Compte-rendu de mon intervention

M. Paul Molac. Madame la présidente, madame la ministre, monsieur le président de la commission des lois, monsieur le rapporteur, mes chers collègues, trois mois à peine après l’adoption définitive du controversé projet de loi relatif à la délimitation des régions, erreur manifeste que nous ne cesserons de dénoncer, nous voici donc saisis d’une proposition de loi relative au mécanisme du droit d’option, ou plutôt du droit de choisir, preuve que la loi du 16 janvier 2015 laisse certaines blessures dans de nombreux territoires.

Le dispositif du droit d’option avait été longuement débattu. Il s’agissait d’un des points les plus discutés il y a quelques semaines. Il s’est trouvé des députés sur tous les bancs pour réclamer qu’il soit assoupli, et non des moindres, puisque le président de la commission lui-même avait défendu l’instauration d’un droit d’option assoupli.

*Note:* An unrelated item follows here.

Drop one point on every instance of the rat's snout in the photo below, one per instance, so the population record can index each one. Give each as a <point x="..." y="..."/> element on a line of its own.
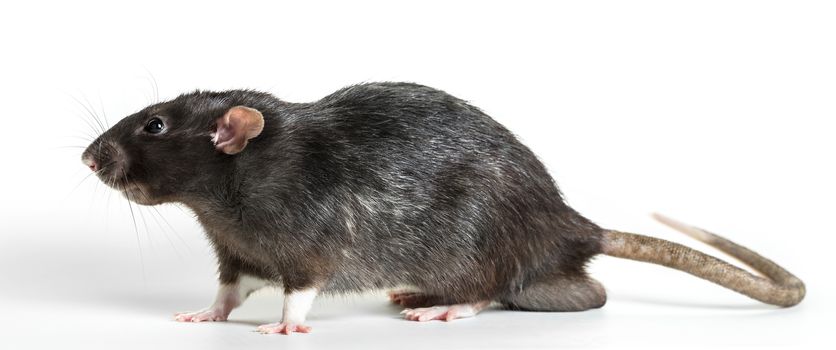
<point x="88" y="160"/>
<point x="106" y="160"/>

M. Jean-Jacques Urvoas, président de la commission des lois constitutionnelles de la législation et de l’administration générale de la République et M. Hugues Fourage. Eh oui !

M. Paul Molac. Il se dit même qu’un ancien premier ministre d’un département bien particulier était à la manœuvre pour éviter que ce droit d’option soit un peu allégé, simplifié. (« Oh ! Non ! » et sourires sur les bancs du groupe RRDP et sur plusieurs bancs du groupe SRC.)

M. Hugues Fourage. C’est une insinuation !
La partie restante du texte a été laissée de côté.